Question 12:My name is Serena and I am working for the new app tradr being launched out of the Harvard Innovation Lab. We have been reaching out to different Boston blogs, especially those interested in tech and startups. We have had two successful blog post so far, but most blogs just don't even respond.
My question would be: do we need to offer a different spin or story to each blog or can we simply promote ourselves to them in hopes that they will agree to feature us?
Is it our job to create a unique narrative? -- Serena
In our experience what bloggers want to see in a pitch is value for them and value for their audience.
If the value proposition is more or less the same to each blogger, then I would not advise crafting a different story for each blogger.
What could be unique is simply the personalization that you use for each blogger.
For example, is there a reason why you think this particular blogger would be a good fit to promote what you have?
Maybe they have written other articles on the topic or reviewed similar products.
Perhaps in these instances their audience responded well (a lot of comments and shares).
Or at the very least just being friendly and personable and referencing something recent they did, regardless of how connected it really is to the pitch.
Inevitably it's up to you as to how personal you want to get with each outreach.
I have seen people send completely form template type emails (and done so myself), and gotten results.
I have also gone above and beyond with personalization and gotten great results (but it takes time).
I would recommend split testing your outreach, with one or two standard forms, and then another with personalization, and then measuring the success rate for each one, and weight that against the time investment involved.

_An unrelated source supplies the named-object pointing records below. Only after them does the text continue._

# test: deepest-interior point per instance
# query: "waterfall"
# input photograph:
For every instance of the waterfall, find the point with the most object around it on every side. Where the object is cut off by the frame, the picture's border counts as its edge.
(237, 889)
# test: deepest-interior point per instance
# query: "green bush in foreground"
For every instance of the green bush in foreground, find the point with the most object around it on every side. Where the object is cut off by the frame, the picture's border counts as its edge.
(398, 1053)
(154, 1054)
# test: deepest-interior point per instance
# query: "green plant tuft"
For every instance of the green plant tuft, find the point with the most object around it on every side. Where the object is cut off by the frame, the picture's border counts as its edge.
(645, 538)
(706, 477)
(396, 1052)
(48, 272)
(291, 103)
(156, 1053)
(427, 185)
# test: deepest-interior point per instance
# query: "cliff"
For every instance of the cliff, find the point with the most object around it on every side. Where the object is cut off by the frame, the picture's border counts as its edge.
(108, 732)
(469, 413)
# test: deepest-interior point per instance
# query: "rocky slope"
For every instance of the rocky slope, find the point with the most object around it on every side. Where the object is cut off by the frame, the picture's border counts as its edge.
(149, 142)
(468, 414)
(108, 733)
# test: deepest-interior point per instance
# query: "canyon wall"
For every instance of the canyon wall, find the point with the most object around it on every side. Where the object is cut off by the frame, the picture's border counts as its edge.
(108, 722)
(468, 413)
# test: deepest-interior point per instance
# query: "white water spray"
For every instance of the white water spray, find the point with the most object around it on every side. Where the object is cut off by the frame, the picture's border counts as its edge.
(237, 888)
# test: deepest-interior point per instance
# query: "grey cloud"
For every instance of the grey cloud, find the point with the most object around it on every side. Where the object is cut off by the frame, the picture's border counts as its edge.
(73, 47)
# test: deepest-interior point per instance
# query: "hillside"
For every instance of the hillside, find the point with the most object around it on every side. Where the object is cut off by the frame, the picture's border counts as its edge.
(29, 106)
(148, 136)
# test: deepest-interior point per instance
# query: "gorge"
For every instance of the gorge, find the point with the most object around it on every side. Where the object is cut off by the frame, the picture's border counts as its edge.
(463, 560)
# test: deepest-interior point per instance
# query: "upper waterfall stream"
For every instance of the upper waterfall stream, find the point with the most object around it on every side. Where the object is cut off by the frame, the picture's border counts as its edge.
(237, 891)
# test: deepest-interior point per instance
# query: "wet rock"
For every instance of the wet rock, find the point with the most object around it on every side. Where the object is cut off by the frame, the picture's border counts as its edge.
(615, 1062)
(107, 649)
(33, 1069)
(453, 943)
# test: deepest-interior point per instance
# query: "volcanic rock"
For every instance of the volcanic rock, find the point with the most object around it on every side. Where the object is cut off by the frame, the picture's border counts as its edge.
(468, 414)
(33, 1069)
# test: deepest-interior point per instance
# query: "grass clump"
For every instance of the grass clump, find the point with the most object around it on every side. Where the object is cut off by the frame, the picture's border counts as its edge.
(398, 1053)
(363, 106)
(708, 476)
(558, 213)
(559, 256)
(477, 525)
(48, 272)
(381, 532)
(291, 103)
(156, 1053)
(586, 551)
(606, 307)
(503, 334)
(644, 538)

Question 13: I get a lot of my pitches opened as I can track that. But not much get the response. I know I have the perfect copy but it still doesn't move my "response percentage metric". So, how to go about it -- Mansi?
There are really only a few ways to improve your response metric, assuming the email is already being opened.
Firstly, follow up. A lot of people don't follow up, or only once. Following up 2 or 3 times is a necessity and will increase your response rate.
Secondly, try to build a relationship with the blogger before pitching them.
This can be engaging with them on social media, commenting on their blog, subscribing to their newsletter and maybe sending them some emails before you pitch them to create some natural dialog.
At this point, if you pitch in the middle of a conversation, you're much more likely to get a reply, even if it's negative.
Finally, carefully consider who you're targeting.
Are you only after the most influential bloggers?
If you are targeting the wrong people to start with, then it doesn't matter how good your pitch is, it will fall on deaf ears.